Nightclub in Moscow, Russia

Central Station (Центральная Станция) is a nightclub (formerly a gay club) in Moscow, Russia. It had a venue in Saint Petersburg, but it was closed after the Supreme Court of Russia designated the "international LGBT movement" as "extremist".

==Moscow==
Central Station was the largest gay bar and night club in Moscow, Russia. Before 2014 the club was located in the several places in the center of Moscow, but closed in March 2014 in part due to a series of violent attacks, which included a shooting, gas and water attacks. It was later re-opened at a new location.

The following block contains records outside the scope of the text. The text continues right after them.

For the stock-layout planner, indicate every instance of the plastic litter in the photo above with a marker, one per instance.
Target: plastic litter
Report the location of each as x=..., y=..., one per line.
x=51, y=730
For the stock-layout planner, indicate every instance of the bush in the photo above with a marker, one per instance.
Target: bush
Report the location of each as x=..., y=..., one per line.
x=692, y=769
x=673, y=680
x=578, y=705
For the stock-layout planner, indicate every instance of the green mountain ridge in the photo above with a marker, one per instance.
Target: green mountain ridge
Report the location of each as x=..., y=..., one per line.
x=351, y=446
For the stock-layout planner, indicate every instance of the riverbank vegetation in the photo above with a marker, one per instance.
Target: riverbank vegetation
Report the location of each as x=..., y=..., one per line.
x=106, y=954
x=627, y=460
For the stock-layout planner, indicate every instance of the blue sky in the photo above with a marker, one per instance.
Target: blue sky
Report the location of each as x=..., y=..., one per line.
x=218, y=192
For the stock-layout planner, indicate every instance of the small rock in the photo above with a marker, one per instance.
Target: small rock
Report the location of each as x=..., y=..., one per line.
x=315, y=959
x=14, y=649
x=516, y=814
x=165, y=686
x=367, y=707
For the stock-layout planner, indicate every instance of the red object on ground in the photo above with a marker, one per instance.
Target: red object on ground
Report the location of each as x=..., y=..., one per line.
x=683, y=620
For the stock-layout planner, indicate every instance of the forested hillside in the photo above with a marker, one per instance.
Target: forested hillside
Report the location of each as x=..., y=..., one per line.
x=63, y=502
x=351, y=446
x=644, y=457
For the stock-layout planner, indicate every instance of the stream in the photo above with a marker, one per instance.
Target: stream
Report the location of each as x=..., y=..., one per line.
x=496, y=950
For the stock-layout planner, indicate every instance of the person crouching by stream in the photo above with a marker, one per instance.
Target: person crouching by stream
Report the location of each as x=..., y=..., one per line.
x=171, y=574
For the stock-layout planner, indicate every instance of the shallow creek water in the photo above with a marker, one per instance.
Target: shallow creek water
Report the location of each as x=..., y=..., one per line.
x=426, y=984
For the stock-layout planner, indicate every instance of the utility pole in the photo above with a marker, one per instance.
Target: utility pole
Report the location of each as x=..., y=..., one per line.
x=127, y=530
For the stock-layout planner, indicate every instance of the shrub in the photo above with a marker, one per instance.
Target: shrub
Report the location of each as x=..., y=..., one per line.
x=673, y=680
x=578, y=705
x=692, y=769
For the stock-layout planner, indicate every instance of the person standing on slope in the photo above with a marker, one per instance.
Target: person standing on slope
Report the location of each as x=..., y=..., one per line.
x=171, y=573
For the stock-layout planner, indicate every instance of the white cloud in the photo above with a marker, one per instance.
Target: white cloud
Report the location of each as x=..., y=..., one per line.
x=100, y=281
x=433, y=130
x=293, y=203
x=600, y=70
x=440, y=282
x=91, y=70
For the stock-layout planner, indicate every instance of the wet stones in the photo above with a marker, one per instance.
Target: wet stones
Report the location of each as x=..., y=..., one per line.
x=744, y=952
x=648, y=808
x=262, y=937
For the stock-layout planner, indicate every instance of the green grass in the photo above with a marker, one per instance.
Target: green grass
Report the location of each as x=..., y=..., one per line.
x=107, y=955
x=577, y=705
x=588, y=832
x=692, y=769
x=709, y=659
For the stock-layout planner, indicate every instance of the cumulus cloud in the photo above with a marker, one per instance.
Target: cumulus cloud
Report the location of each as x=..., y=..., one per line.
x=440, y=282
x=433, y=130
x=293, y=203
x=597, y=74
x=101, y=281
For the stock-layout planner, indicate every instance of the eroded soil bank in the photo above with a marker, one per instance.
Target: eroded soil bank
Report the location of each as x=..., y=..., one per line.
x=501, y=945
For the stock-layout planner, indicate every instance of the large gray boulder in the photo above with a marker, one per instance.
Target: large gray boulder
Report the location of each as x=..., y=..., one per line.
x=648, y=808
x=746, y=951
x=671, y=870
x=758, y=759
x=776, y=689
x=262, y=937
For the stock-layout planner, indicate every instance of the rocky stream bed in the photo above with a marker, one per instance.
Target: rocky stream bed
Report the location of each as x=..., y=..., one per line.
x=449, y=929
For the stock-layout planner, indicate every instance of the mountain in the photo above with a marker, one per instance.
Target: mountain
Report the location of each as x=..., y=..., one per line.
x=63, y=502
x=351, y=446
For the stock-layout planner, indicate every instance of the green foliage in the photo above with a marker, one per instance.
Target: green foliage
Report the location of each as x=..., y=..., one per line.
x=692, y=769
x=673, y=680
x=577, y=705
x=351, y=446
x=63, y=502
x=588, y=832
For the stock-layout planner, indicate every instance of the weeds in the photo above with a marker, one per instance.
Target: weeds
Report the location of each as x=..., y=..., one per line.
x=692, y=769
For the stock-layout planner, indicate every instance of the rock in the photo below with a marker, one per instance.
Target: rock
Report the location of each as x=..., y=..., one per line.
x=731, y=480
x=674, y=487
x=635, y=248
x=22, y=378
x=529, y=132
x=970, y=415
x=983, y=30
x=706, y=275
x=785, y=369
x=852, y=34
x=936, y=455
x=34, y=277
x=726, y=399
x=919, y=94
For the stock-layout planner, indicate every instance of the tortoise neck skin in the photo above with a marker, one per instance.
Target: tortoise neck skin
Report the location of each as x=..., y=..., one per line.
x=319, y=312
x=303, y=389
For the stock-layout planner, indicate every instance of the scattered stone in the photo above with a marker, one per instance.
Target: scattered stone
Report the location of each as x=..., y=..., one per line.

Central Station is open daily from 10pm until the morning. The entrance is free for both men and women on most days, but a cover charge may exist at weekends and some other days. It has two halls dance floors and three bars; the larger hall has a gallery and a lounge area with a dark labyrinth. The club also has a fenced summer terrace outside with a separate bar. Central Station was known for its colorful drag shows and the afterparty, which were held on Saturdays and Sundays. There is face control.

Central Station in Moscow was raided by authorities in an anti-LGBTQ+ crackdown in 2024, and over 50 people were detained.

==Saint-Petersburg==
Central Station was the biggest gay bar and nightclub in Saint-Petersburg. It was branch of the Moscow club. The bar was open daily from 10pm until the morning. The entrance was restricted for women on most days and there was tight face control. Central Station had several bars situated on three floors, a restaurant with karaoke, a dance floor, a lounge area and a dark labyrinth. There was an after-party on Saturdays and Sundays.

There was also companion sauna called Voda located in the same building. Central Station held a regular cruising party called Hunters Party. Following the Supreme Court of Russia designating the "international LGBT movement" as an "extremist" organization in 2023, Central Station in Saint Petersburg was closed.